In a Nov. 15 column in the state-run Chinese newspaper the Global Times, Bi Yingda, a research fellow at the China-South Korea Research Center at Shandong University, suggested Park Geun-hye’s administration was cracking down on Chinese fishing boats to divert attention from her political scandal.

Without addressing the illegal operation of these fishing boats, Bi only expressed concerns that the Korean Coast Guard would “habitually resort to weapons.” “A tougher diplomatic stance can be taken by China,” he wrote. “This has to be done in a proper manner to avoid falling victim to South Korea’s internal politics.” He cleverly stirred nationalistic sentiment among Chinese leaders while expressing concerns that nationalistic antagonism could damage the basis of our bilateral relationship.

The People’s Daily went a step further and used the scandal to pressure Seoul to adjust its diplomacy. Prof. Zheng Jiyong of Fudan University’s Center for Korean Studies wrote that the Korean legislature was investigating how much Choi Soon-sil had been involved in the Park government’s foreign policy, including on such issues as deployment of a missile defense system and reparations for “comfort women.”

Zheng cited a Korean foreign affairs ministry official who said any policy announcement would lead to suspicions on its purpose and decision-making process, and this would affect the hard-line policy on Pyongyang.

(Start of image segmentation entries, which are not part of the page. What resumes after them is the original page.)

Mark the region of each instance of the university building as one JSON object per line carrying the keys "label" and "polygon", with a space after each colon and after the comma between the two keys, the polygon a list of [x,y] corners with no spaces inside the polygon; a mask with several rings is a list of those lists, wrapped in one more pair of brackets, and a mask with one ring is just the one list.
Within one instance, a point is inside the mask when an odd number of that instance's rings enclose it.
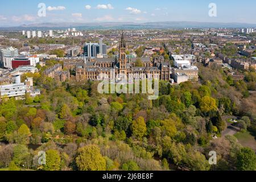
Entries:
{"label": "university building", "polygon": [[123,33],[119,46],[119,56],[116,58],[95,58],[85,63],[79,63],[76,67],[76,79],[78,81],[87,80],[96,80],[101,74],[105,74],[110,79],[117,74],[124,74],[129,77],[133,75],[144,74],[158,74],[160,80],[170,80],[170,68],[168,62],[166,62],[163,56],[159,56],[151,61],[150,57],[139,59],[142,67],[135,67],[136,58],[129,58],[126,55],[127,46],[125,41]]}

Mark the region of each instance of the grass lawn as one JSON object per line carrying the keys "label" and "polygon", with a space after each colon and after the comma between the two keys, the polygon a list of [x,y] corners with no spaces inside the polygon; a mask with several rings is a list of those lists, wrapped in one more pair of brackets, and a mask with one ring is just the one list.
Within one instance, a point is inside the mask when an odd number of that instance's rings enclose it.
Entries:
{"label": "grass lawn", "polygon": [[234,135],[239,143],[245,147],[249,147],[256,151],[256,141],[254,137],[250,133],[246,131],[244,133],[238,132]]}

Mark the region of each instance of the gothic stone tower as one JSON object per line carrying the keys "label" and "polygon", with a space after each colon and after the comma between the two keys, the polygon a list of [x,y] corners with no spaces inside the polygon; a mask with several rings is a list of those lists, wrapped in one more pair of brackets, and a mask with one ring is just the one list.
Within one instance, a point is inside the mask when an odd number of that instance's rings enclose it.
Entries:
{"label": "gothic stone tower", "polygon": [[121,42],[119,46],[119,73],[127,75],[126,45],[125,42],[123,32],[122,34]]}

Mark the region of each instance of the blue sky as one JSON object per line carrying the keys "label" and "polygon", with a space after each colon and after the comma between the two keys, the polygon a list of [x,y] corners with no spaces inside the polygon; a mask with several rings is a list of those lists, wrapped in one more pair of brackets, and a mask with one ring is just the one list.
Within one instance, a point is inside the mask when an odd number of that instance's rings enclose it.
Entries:
{"label": "blue sky", "polygon": [[[196,21],[256,24],[255,0],[1,0],[0,27],[43,22]],[[45,3],[46,16],[38,5]],[[210,17],[210,3],[217,17]]]}

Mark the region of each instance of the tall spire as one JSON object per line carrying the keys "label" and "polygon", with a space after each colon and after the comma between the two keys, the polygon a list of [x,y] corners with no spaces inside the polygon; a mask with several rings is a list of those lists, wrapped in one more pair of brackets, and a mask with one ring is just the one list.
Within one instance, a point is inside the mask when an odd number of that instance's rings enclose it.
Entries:
{"label": "tall spire", "polygon": [[122,38],[121,38],[121,47],[125,48],[125,36],[123,35],[123,31],[122,32]]}

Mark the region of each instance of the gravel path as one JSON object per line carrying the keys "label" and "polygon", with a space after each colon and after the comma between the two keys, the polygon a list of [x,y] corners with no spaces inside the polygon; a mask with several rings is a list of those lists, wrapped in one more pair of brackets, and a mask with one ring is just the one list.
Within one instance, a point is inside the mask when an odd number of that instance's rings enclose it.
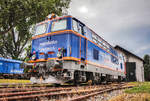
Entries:
{"label": "gravel path", "polygon": [[109,93],[97,95],[95,97],[88,99],[87,101],[109,101],[111,98],[116,97],[123,93],[124,93],[124,90],[115,90]]}

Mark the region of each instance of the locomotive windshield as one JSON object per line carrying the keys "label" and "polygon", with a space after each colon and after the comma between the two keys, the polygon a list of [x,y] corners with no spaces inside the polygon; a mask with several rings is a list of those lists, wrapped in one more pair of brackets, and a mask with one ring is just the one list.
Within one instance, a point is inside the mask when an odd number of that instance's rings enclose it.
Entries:
{"label": "locomotive windshield", "polygon": [[47,23],[44,23],[36,26],[35,35],[40,35],[45,33],[47,30],[47,25],[48,25]]}
{"label": "locomotive windshield", "polygon": [[55,20],[52,22],[51,32],[65,30],[67,28],[67,20]]}

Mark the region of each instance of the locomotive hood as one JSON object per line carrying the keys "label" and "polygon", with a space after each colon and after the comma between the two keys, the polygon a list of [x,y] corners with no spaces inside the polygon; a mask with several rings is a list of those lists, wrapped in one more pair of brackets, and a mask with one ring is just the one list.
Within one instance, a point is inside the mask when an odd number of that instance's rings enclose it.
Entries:
{"label": "locomotive hood", "polygon": [[[36,59],[55,58],[57,57],[58,49],[64,48],[67,50],[67,35],[59,34],[34,39],[32,41],[32,54],[36,53]],[[65,52],[65,56],[67,51]]]}

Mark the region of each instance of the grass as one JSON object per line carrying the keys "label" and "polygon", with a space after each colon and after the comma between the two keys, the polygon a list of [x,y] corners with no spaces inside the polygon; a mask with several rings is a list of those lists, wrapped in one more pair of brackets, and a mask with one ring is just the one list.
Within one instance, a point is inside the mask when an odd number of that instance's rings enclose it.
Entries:
{"label": "grass", "polygon": [[30,80],[0,79],[1,83],[30,83]]}
{"label": "grass", "polygon": [[136,87],[133,87],[131,89],[125,90],[125,93],[149,93],[150,94],[150,82],[135,82],[131,83],[137,85]]}
{"label": "grass", "polygon": [[130,82],[128,85],[136,87],[126,89],[124,93],[109,101],[150,101],[150,82]]}

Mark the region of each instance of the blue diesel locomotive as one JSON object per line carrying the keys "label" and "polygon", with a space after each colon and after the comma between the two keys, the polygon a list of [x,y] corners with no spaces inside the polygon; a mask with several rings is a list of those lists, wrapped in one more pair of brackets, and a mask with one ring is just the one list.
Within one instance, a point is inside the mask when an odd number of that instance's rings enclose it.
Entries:
{"label": "blue diesel locomotive", "polygon": [[124,57],[108,42],[72,16],[48,19],[36,25],[29,68],[33,83],[122,80]]}
{"label": "blue diesel locomotive", "polygon": [[21,64],[22,61],[0,57],[0,78],[21,78],[24,71]]}

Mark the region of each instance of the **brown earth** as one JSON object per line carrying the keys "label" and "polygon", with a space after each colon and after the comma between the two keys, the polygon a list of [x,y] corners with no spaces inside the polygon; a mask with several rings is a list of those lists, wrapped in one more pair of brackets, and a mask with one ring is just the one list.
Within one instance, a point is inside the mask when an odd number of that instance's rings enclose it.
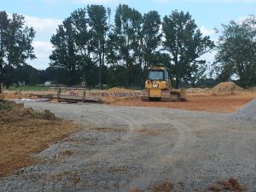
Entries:
{"label": "brown earth", "polygon": [[222,82],[212,89],[212,91],[242,91],[244,89],[236,84],[234,82]]}
{"label": "brown earth", "polygon": [[36,162],[30,154],[81,127],[55,118],[49,111],[38,113],[8,102],[0,102],[0,177]]}
{"label": "brown earth", "polygon": [[139,97],[107,99],[109,105],[141,106],[181,108],[187,110],[232,113],[255,98],[255,95],[193,95],[187,96],[187,102],[142,102]]}

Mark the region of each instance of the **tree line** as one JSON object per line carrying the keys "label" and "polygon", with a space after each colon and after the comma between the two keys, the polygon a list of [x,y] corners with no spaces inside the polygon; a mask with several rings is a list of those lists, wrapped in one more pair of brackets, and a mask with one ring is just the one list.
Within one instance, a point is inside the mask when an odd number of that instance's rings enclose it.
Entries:
{"label": "tree line", "polygon": [[[147,68],[163,66],[169,68],[176,88],[184,83],[195,86],[234,78],[243,87],[256,84],[254,15],[223,25],[217,44],[202,35],[188,12],[174,10],[161,19],[157,11],[142,15],[119,4],[113,21],[111,16],[111,9],[102,5],[71,13],[52,35],[49,67],[38,72],[37,81],[141,88]],[[19,25],[15,27],[15,23]],[[35,58],[34,36],[32,28],[24,26],[22,15],[9,19],[0,12],[0,82],[11,82],[11,71],[20,70],[18,67],[26,65],[26,59]],[[200,57],[214,49],[213,79],[207,79],[207,63]]]}

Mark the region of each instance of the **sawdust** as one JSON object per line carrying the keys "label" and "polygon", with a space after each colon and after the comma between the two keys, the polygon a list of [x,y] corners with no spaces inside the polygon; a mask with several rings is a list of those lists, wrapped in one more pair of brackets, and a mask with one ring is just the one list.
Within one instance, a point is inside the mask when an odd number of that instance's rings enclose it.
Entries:
{"label": "sawdust", "polygon": [[49,111],[38,113],[10,102],[1,102],[1,106],[0,177],[36,162],[31,154],[81,128],[80,125],[55,118]]}
{"label": "sawdust", "polygon": [[155,184],[153,187],[154,192],[170,192],[172,190],[173,186],[170,182],[166,182],[162,184]]}
{"label": "sawdust", "polygon": [[213,87],[212,90],[213,92],[231,92],[231,91],[243,91],[244,89],[236,84],[234,82],[222,82]]}
{"label": "sawdust", "polygon": [[207,189],[211,191],[246,191],[247,189],[245,186],[241,185],[238,179],[236,177],[230,177],[228,181],[219,181],[216,183],[212,184],[211,187]]}

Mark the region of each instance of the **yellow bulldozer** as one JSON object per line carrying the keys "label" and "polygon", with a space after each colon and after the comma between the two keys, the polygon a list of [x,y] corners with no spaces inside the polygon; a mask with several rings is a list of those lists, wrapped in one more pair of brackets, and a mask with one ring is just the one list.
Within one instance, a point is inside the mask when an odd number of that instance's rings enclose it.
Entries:
{"label": "yellow bulldozer", "polygon": [[142,101],[181,102],[186,100],[184,90],[172,89],[167,68],[150,67],[148,71],[145,89],[140,94]]}

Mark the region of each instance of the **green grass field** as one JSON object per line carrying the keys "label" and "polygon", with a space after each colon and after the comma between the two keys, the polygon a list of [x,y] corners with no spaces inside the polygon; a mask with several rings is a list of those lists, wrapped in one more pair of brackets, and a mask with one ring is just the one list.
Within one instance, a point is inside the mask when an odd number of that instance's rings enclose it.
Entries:
{"label": "green grass field", "polygon": [[43,86],[30,86],[30,85],[25,85],[25,86],[10,86],[9,88],[9,90],[49,90],[49,87],[43,87]]}

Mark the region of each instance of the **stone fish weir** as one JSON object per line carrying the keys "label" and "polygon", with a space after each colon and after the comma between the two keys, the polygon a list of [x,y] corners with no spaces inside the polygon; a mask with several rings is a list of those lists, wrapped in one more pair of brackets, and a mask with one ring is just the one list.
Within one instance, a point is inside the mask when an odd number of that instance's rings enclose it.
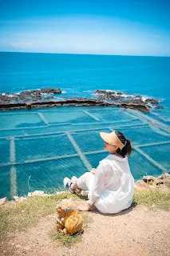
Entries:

He also cited Lu Zongwei, former director of the China Institutes of Contemporary International Relations, who said the missile defense system deployment was decided in a secret room in the Blue House, and that if American defense lobbying was involved, Park’s political career was in jeopardy and the deployment would be postponed.

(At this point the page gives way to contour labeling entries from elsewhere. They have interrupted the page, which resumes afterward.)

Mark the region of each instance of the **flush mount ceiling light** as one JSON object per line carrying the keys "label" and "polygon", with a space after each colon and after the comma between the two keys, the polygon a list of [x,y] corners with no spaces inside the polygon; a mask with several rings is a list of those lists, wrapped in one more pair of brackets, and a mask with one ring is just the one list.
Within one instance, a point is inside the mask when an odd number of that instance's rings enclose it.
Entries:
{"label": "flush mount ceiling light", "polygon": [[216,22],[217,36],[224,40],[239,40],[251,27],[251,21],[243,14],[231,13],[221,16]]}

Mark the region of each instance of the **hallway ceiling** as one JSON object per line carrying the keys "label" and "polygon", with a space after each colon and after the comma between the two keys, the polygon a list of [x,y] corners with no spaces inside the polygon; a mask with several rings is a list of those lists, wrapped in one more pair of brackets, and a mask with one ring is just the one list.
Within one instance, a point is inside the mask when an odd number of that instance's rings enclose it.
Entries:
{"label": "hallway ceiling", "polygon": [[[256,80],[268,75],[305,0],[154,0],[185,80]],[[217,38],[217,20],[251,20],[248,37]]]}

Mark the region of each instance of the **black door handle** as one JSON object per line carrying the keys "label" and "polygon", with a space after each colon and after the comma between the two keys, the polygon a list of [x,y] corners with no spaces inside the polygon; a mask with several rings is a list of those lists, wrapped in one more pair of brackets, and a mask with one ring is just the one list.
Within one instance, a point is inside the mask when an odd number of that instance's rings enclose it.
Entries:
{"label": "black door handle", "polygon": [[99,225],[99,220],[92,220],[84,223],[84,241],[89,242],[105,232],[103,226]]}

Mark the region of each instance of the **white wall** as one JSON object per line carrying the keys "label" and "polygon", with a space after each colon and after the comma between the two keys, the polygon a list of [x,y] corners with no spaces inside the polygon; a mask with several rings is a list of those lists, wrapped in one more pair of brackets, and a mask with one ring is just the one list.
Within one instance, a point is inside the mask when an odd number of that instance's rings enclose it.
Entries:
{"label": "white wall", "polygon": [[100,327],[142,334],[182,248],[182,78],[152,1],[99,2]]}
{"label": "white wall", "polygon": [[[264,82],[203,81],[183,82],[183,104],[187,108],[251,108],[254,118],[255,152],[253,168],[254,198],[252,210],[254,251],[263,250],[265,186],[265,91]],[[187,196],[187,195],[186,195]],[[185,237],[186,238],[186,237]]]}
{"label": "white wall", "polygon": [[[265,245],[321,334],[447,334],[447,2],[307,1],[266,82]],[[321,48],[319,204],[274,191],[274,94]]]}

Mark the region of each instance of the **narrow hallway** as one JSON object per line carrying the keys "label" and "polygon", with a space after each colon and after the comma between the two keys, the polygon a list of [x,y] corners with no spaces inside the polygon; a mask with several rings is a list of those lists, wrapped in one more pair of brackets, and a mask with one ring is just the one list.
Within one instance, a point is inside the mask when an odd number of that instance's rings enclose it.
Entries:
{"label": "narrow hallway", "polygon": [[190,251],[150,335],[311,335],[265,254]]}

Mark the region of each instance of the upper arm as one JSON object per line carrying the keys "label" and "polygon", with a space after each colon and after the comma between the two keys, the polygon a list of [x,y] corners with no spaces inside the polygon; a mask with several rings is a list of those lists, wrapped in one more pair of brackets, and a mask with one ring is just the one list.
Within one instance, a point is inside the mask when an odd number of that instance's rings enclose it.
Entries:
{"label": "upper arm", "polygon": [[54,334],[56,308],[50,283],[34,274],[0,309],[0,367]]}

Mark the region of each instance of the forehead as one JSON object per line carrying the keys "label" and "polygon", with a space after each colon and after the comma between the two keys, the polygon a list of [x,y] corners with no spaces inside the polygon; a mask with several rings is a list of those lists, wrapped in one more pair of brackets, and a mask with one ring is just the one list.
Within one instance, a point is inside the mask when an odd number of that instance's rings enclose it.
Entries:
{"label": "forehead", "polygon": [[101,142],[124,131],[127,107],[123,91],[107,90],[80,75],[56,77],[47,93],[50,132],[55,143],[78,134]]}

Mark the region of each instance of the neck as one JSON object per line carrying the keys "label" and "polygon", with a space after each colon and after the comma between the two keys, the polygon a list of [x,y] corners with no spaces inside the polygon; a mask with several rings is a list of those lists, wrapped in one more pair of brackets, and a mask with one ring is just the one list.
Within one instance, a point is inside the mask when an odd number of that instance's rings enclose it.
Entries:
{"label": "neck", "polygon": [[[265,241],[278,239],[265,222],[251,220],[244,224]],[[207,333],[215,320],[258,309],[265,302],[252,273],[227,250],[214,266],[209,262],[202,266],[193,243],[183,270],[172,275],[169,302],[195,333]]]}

Lu Zongwei, who was vice minister of state security until last year, wrote in a Nov. 13 column in the Wenhui Daily that “Korea suffered an international humiliation and is faced with a ‘lost decade’ in the turbulent time of international order. If the owner of the Blue House is changed due to the scandal, Korean foreign policy will be reset completely.”

Despite the unreasonable claims of the Chinese state media, Korea’s Ministry of Foreign Affairs remains silent. China has made nothing more than verbal promises on economic and security cooperation. The stance of many Koreans in Beijing is that “Korea offered a piece of flesh and got rice cake in return.” A vegetable president cannot handle China under the leadership of Xi Jinping. We desperately need restored leadership in diplomacy. Now, hesitation is a luxury.

JoongAng Ilbo, Nov. 16, Page 29

*The author is the Beijing correspondent of the JoongAng Ilbo.